Why computational neuroscience and AI will converge – JAXenter

Posted: November 30, 2019 at 10:08 am

The limitations of neural networks

Today neural networks dominate the landscape of AI and AIOps, but Ive said many times that this is unsustainable. Neural networks have peaked in their ability to deliver effective and meaningful results. The science has issues with basic intractability, mismatch and inherent latency. Even though there is a lot of investment in neural networks, its bearing on AIOps and the real-time business community is limited. Which brings me on to computational neuroscience, which I believe will benefit AI enormously.

As I gaze into the future in terms of how AI is likely to evolve, I expect there to be a lot of crossover with computational neuroscience. Whats happening at the moment with neural networks is an early attempt to cross fertilize with AI, but this is failing and will continue to do so.

Its an attempt to take the complex and poorly understood behaviours of the human brain and associated nervous system and develop both mathematical and algorithmic models to try to understand their behaviour. You can compare computational neuroscience to economics or climate science. In all of these cases you have an immensely complex system with visible, but poorly understood, contours. We hope we can learn something about these systems to make high level predictions, which is achieved by building computational models that are either straight algorithms or a set of mathematical equations to try and get some insight into these large complex systems. This approach is entirely different from other scientific endeavours such as physics and chemistry, where you start with well defined behaviour and then try to build from the bottom up to understand, for example, why atoms behave the way they do, or how molecules or cells interact. Think of computational neuroscience, economics, and climate science as top down sciences, as opposed to classical bottom up sciences. Generally, computational neuroscience will give you some indication as to how the brain and nervous system works.

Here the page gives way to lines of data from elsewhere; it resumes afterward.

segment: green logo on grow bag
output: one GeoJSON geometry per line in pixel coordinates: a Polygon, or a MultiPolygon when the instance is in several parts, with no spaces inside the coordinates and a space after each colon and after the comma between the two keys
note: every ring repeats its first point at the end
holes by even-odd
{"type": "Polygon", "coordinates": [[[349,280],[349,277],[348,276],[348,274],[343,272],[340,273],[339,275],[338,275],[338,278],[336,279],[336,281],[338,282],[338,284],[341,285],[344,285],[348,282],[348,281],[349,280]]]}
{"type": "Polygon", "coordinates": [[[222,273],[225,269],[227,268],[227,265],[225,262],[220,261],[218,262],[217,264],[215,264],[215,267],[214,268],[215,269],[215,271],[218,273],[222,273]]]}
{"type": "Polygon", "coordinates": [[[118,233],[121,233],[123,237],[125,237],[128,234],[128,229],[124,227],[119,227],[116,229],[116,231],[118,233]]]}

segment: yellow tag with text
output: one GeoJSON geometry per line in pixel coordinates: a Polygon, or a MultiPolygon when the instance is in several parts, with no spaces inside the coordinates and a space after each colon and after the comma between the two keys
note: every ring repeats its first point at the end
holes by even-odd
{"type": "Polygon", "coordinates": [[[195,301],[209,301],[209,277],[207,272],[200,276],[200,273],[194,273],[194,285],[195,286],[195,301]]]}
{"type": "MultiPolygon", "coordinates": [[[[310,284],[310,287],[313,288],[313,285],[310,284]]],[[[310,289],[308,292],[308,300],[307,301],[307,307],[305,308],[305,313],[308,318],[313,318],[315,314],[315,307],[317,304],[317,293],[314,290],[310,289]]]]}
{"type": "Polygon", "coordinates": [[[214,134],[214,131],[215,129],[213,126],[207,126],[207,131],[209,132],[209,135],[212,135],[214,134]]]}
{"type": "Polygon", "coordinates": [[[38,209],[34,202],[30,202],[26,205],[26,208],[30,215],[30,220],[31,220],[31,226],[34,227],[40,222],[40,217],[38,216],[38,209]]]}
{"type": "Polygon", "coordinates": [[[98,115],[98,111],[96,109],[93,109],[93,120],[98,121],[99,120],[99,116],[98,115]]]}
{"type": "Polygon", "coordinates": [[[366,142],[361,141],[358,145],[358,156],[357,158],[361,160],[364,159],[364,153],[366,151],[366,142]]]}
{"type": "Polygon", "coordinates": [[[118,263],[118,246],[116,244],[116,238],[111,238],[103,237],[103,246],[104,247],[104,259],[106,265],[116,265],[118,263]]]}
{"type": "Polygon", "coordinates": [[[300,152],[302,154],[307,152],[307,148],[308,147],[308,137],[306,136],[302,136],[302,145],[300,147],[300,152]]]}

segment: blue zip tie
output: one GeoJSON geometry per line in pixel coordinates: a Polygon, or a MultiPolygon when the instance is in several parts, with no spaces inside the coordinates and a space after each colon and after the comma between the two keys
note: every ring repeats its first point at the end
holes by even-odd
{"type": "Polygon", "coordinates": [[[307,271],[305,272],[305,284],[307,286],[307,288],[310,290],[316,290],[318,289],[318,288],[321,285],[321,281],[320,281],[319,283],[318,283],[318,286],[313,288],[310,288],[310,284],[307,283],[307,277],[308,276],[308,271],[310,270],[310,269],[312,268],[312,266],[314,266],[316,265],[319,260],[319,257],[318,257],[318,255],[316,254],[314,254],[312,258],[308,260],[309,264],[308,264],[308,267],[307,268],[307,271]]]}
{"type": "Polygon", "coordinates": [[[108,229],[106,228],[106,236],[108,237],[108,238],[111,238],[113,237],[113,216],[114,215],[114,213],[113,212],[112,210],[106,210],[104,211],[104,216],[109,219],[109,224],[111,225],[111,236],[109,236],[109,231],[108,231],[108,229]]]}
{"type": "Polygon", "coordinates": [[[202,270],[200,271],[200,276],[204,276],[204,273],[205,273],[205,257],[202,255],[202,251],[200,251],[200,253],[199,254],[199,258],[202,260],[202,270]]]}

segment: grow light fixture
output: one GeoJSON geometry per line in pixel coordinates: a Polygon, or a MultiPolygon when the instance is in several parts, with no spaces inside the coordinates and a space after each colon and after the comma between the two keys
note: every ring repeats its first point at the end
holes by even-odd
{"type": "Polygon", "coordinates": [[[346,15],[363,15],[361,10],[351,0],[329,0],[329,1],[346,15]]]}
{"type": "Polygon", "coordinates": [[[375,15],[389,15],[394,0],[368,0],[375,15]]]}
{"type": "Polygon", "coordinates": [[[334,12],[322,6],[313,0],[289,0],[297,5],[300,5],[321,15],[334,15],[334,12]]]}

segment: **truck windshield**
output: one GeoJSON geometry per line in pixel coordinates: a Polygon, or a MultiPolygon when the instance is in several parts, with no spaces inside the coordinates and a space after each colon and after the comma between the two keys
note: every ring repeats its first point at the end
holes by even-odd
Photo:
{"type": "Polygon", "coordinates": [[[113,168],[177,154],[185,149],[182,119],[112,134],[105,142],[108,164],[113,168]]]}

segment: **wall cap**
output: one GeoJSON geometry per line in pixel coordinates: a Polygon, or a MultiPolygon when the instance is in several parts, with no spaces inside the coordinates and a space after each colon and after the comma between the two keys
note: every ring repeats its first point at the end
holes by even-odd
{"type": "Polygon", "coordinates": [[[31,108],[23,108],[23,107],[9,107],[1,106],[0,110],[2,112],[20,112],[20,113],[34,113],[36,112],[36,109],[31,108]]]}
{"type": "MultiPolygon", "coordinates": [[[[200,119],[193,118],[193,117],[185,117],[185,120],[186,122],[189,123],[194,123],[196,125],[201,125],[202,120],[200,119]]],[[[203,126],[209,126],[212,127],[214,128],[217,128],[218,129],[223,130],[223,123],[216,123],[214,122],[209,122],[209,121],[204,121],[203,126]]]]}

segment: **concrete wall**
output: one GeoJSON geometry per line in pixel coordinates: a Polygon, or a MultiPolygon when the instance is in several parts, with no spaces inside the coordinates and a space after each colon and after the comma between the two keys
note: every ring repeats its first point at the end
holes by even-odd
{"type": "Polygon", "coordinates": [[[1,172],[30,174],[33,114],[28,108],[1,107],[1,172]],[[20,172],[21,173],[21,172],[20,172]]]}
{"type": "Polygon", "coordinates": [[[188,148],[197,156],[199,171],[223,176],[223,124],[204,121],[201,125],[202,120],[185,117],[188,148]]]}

When you look at it that way, one of the things that becomes very interesting is that AI and computational neuroscience have many similarities. However, there is a perception that there is a massive difference between the two disciplines, many perceive computational neuroscience as a bottom up science and see AI as an engineering project. That is wrong, both of them are top down sciences that are investigating very similar and heavily overlapping domains. Therefore, in the next five to ten years we are going to see more crossovers between the two disciplines.

Firstly, there will be an increasing focus on how AI algorithms interact with one another. I think in most academic research and industrial efforts there is a lot of emphasis on developing and working with individual algorithms, but there is very little attention given to how the collection of algorithms interact with one another from an architectural perspective. One of the reasons why is because we naturally think of intelligence as a space that co-exists and there is no interacting structure. The truth is that algorithms need to be carefully choreographed with one another. This is very evident in the field of AIOps and how the Moogsoft platform has evolved. We have different types of algorithms which function at different times and hand off their results to one another. The result is very similar to the architecture off the human brain as we understand it.

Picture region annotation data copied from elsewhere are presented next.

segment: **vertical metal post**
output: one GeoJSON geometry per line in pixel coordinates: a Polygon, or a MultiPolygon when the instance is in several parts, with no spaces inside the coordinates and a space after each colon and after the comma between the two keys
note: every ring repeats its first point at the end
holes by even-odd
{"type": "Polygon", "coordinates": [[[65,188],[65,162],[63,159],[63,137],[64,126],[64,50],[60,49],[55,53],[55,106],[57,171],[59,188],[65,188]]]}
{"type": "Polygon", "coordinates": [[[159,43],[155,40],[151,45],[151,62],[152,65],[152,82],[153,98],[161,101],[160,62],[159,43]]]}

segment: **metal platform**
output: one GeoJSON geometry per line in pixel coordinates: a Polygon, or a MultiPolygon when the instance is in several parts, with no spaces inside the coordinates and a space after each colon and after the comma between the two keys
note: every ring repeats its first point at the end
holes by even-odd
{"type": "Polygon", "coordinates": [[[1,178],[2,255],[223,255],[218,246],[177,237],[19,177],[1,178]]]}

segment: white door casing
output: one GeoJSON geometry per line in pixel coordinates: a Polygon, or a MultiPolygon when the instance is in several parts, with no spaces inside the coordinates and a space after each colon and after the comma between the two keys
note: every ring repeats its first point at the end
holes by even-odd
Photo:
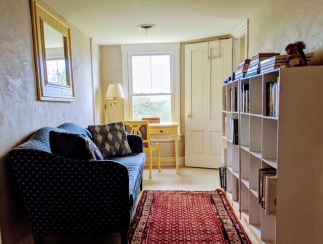
{"type": "Polygon", "coordinates": [[[185,45],[185,165],[222,165],[222,84],[232,71],[232,39],[185,45]]]}

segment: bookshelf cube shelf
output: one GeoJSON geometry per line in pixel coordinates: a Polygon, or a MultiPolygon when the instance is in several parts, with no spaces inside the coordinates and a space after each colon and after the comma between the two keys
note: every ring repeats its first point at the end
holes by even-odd
{"type": "Polygon", "coordinates": [[[320,243],[323,67],[278,69],[222,90],[227,193],[234,209],[259,242],[320,243]],[[232,143],[231,118],[239,120],[238,145],[232,143]],[[277,170],[276,214],[258,203],[258,169],[264,168],[277,170]]]}
{"type": "Polygon", "coordinates": [[[250,112],[262,114],[262,77],[258,75],[250,78],[250,112]]]}

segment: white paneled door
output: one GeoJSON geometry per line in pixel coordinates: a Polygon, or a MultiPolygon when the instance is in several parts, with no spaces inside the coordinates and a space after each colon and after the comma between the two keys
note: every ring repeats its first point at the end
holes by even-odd
{"type": "Polygon", "coordinates": [[[222,165],[222,84],[232,71],[232,39],[185,45],[185,165],[222,165]]]}

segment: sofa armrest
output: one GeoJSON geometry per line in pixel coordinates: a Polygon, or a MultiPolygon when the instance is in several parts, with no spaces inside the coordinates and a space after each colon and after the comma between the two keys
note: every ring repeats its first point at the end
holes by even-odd
{"type": "Polygon", "coordinates": [[[135,134],[127,134],[127,139],[131,149],[132,153],[143,152],[143,141],[140,136],[135,134]]]}
{"type": "Polygon", "coordinates": [[[129,225],[129,174],[122,164],[19,148],[9,160],[34,235],[117,232],[129,225]]]}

As AI is deployed more systematically across more systems, the need to choreograph the interactions between the different algorithms will become more pressing. There is a vast body of knowledge which already exists on how, for example, visual systems interact with higher level conceptual categorization systems or how visual and auditory systems interact with one another. Therefore, it would be natural to look at the architecture of the brain as a starting point to design an optimal architecture for the interaction of various AI algorithms.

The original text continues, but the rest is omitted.